I dip my big toe into the water and jump back.
“It’s FREEZING!”
“Baby,” says Ricky as he runs past me and cannonballs in.
I wish I could be just like him, but the water’s too cold.
I go up onto the deck and sit on the stretchy plastic slat chair next to Mom. Mom and Mrs. Sullivan are lying on cushioned lounge chairs angled toward the sun. They’re drinking cans of Tab and smoking Marlboro Lights, and they’re talking to each other with their eyes closed. Mom’s toenails are painted Hot Tamale Red. I wish I could be just like her.
I pull off my water wings and turn my chair to face the sun, too. Mrs.

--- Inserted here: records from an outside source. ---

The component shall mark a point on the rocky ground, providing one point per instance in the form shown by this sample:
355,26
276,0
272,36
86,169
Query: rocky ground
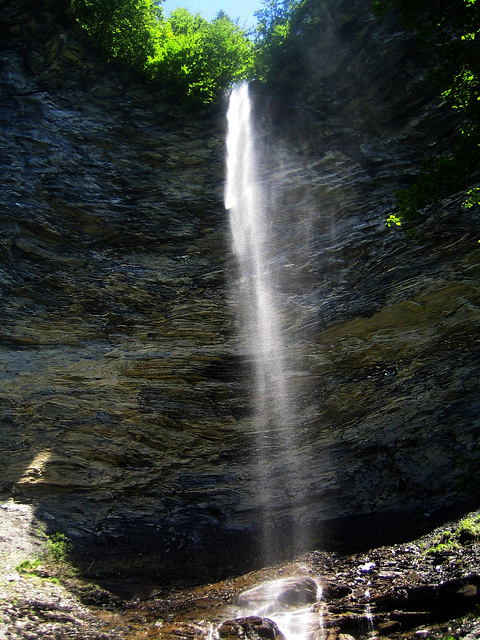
428,588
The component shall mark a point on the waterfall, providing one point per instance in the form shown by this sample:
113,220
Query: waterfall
258,301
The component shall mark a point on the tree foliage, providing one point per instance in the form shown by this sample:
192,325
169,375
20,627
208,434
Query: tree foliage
186,56
282,37
451,30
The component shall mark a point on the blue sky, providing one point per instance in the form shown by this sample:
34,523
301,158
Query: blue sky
242,9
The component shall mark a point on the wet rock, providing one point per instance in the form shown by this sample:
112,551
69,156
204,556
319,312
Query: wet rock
290,592
387,627
126,391
250,628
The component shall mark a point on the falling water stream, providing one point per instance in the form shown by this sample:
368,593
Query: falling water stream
259,310
259,304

Sullivan is complaining about her a*shole husband, and I’m embarrassed to hear her say “A*shole” because I know it’s a swear word, and I would get slapped across the face if I said it. I’m careful not to make any noise or fidget because I think Mom doesn’t notice that I’m listening, and I feel embarrassed, but I want to hear more illegal words about Mr. Sullivan.
Ricky shows up on the deck, teeth chattering.
“I’m freezing.”
“Told ya,” I say, stupidly blowing my cover.
“Towels are in the bathroom. Go play Atari,” says Mrs. Sullivan. “You want to go inside, too, Sarah?”
I shake my head.
“She wants to stay with the girls. Right, honey?” Mom asks.
I nod. She reaches over and pats my leg. I smile and feel special.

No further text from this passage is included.